Par un mémoire en défense, enregistré le 21 octobre 2021, le directeur départemental des finances publiques du Gard conclut au rejet de la requête.
Il soutient que la requête est infondée dans les moyens qu’elle soulève.
Vu les autres pièces du dossier.
Vu :
— le code général des impôts et le livre des procédures fiscales ;
— le code de justice administrative.
Les parties ont été régulièrement averties du jour de l’audience.
Ont été entendus au cours de l’audience publique :
— le rapport de M. A Parisien ;
— les conclusions de Mme Wendy Lellig, rapporteure publique ;
Considérant ce qui suit :
1. La SAS Elite Toys, qui exerce une activité de transports maritimes et côtiers de fret, a fait l’objet en 2019 d’une vérification de comptabilité et d’un contrôle sur pièces. A l’issue des opérations de contrôle, des rappels d’impôt sur les sociétés lui ont été notifiés, et elle a également fait l’objet d’une amende fiscale prévue par les dispositions de l’article 1737-I-2 du CGI en cas d’émission de factures fictives.
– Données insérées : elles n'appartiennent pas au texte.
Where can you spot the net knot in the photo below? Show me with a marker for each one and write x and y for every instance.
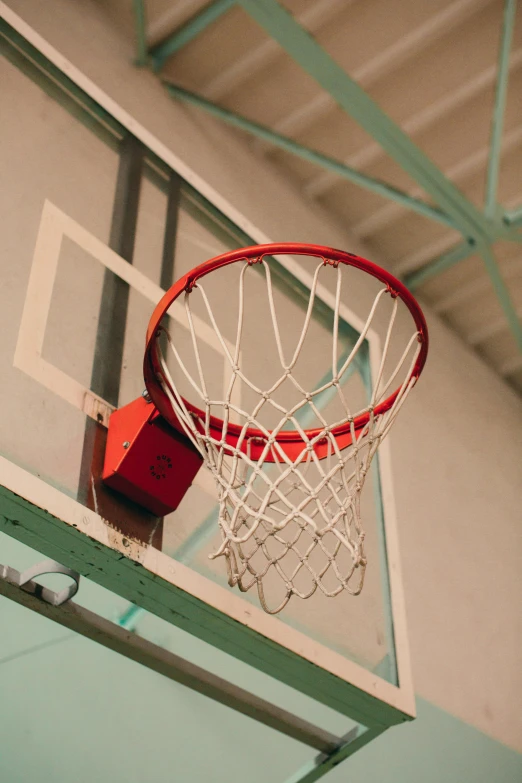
(330, 262)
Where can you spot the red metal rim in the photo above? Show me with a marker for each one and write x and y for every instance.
(290, 441)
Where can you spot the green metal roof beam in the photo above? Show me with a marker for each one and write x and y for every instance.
(140, 21)
(514, 218)
(458, 253)
(300, 45)
(497, 120)
(312, 156)
(502, 293)
(190, 30)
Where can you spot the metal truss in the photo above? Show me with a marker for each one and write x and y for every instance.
(479, 229)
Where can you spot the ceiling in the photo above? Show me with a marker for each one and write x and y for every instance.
(424, 162)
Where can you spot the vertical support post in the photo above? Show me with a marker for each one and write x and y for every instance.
(171, 231)
(131, 616)
(140, 19)
(497, 120)
(108, 356)
(108, 353)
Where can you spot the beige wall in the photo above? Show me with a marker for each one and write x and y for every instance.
(456, 451)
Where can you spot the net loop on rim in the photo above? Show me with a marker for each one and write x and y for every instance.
(289, 502)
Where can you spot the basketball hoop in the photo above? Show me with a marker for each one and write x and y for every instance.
(289, 499)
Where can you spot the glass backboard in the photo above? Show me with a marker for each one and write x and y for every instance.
(98, 223)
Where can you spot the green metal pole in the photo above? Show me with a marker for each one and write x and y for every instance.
(497, 120)
(315, 61)
(514, 218)
(140, 20)
(161, 53)
(312, 156)
(502, 293)
(458, 253)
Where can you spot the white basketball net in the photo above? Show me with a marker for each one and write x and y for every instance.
(298, 520)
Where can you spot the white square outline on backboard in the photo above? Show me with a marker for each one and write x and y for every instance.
(73, 514)
(54, 226)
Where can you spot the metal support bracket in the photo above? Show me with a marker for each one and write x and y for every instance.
(26, 581)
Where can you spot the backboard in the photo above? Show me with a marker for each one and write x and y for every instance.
(101, 219)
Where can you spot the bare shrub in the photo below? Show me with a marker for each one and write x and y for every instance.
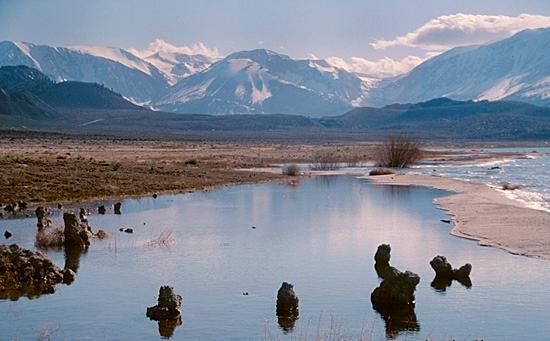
(165, 238)
(291, 170)
(381, 171)
(397, 151)
(325, 161)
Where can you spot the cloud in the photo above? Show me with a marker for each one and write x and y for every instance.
(460, 29)
(159, 45)
(382, 68)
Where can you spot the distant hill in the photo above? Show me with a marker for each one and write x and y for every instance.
(446, 118)
(516, 68)
(27, 93)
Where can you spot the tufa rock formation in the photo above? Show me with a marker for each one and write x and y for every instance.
(168, 307)
(444, 273)
(117, 208)
(27, 273)
(287, 307)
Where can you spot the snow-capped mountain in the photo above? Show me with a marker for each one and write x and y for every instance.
(177, 62)
(263, 81)
(115, 68)
(516, 68)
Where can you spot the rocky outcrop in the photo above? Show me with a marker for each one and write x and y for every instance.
(287, 307)
(167, 312)
(40, 217)
(396, 290)
(77, 233)
(443, 269)
(168, 307)
(445, 274)
(27, 273)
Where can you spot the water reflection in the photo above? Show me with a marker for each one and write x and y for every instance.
(440, 284)
(399, 320)
(168, 326)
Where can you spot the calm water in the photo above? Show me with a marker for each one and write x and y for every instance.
(320, 235)
(532, 172)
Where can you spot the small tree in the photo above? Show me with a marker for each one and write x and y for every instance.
(397, 151)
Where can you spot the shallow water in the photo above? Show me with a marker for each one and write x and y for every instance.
(320, 235)
(532, 172)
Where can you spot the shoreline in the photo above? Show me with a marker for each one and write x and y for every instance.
(481, 213)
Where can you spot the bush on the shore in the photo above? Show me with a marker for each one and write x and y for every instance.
(381, 171)
(325, 161)
(291, 170)
(397, 151)
(510, 187)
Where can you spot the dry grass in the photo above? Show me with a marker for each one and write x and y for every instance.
(398, 151)
(381, 171)
(164, 239)
(62, 169)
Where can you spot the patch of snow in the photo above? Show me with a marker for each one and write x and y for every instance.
(502, 89)
(115, 54)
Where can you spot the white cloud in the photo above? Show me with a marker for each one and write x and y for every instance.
(382, 68)
(459, 29)
(159, 45)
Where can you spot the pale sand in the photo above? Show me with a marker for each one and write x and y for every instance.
(484, 214)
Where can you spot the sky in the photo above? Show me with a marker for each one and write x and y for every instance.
(386, 35)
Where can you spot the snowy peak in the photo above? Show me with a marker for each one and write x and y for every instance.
(516, 68)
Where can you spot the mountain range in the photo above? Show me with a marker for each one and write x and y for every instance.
(31, 100)
(263, 81)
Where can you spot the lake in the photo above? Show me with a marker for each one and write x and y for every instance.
(320, 235)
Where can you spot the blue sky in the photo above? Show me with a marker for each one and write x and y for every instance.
(295, 27)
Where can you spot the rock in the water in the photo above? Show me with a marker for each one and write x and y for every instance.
(444, 269)
(77, 233)
(463, 272)
(68, 276)
(168, 307)
(396, 290)
(287, 307)
(441, 267)
(26, 273)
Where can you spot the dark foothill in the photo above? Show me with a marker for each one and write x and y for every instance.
(117, 208)
(287, 307)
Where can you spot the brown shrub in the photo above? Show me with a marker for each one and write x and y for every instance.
(291, 170)
(397, 151)
(381, 171)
La réclamation contentieuse que la SAS Elite Toys a présentée par courrier du 28 janvier 2021 a été suivie d’une décision de rejet prononcée le 3 mai 2021. La SAS Elite Toys demande au tribunal la décharge des cotisations supplémentaires d’impôt sur les sociétés, mis à sa charge au titre de l’exercice clos en 2017 et des pénalités y afférentes, ainsi que de l’amende qui lui a été infligée.
Sur les provisions pour travaux :
2. Aux termes de l’article 39 du code général des impôts, dont les dispositions sont applicables à l’impôt sur les sociétés en vertu de l’article 209 du même code : « 1. Le bénéfice net est établi sous déduction de toutes charges, celles-ci comprenant, sous réserve des dispositions du 5, notamment : () 5° Les provisions constituées en vue de faire face à des pertes ou charges nettement précisées et que des événements en cours rendent probables, à condition qu’elles aient été effectivement constatées dans les écritures de l’exercice () ».
3. Il résulte de ces dispositions qu’une entreprise peut valablement porter en provision et déduire de ses bénéfices imposables des sommes correspondant à des pertes ou charges qui ne seront supportées par elle qu’ultérieurement, à la condition qu’elles apparaissent comme probables eu égard aux circonstances de fait constatées à la date de clôture de l’exercice, qu’elles soient nettement précisées quant à leur nature et susceptibles d’être évaluées avec une approximation suffisante et que, si la provision tend à permettre ultérieurement de réaliser certains travaux d’entretien ou de réparation, ceux-ci excèdent, par leur nature et par leur importance, sans pour autant procurer à l’entreprise une augmentation de ses valeurs d’actif, les travaux d’entretien ou de réparation dont le coût entre dans les charges annuelles et normales de l’entreprise.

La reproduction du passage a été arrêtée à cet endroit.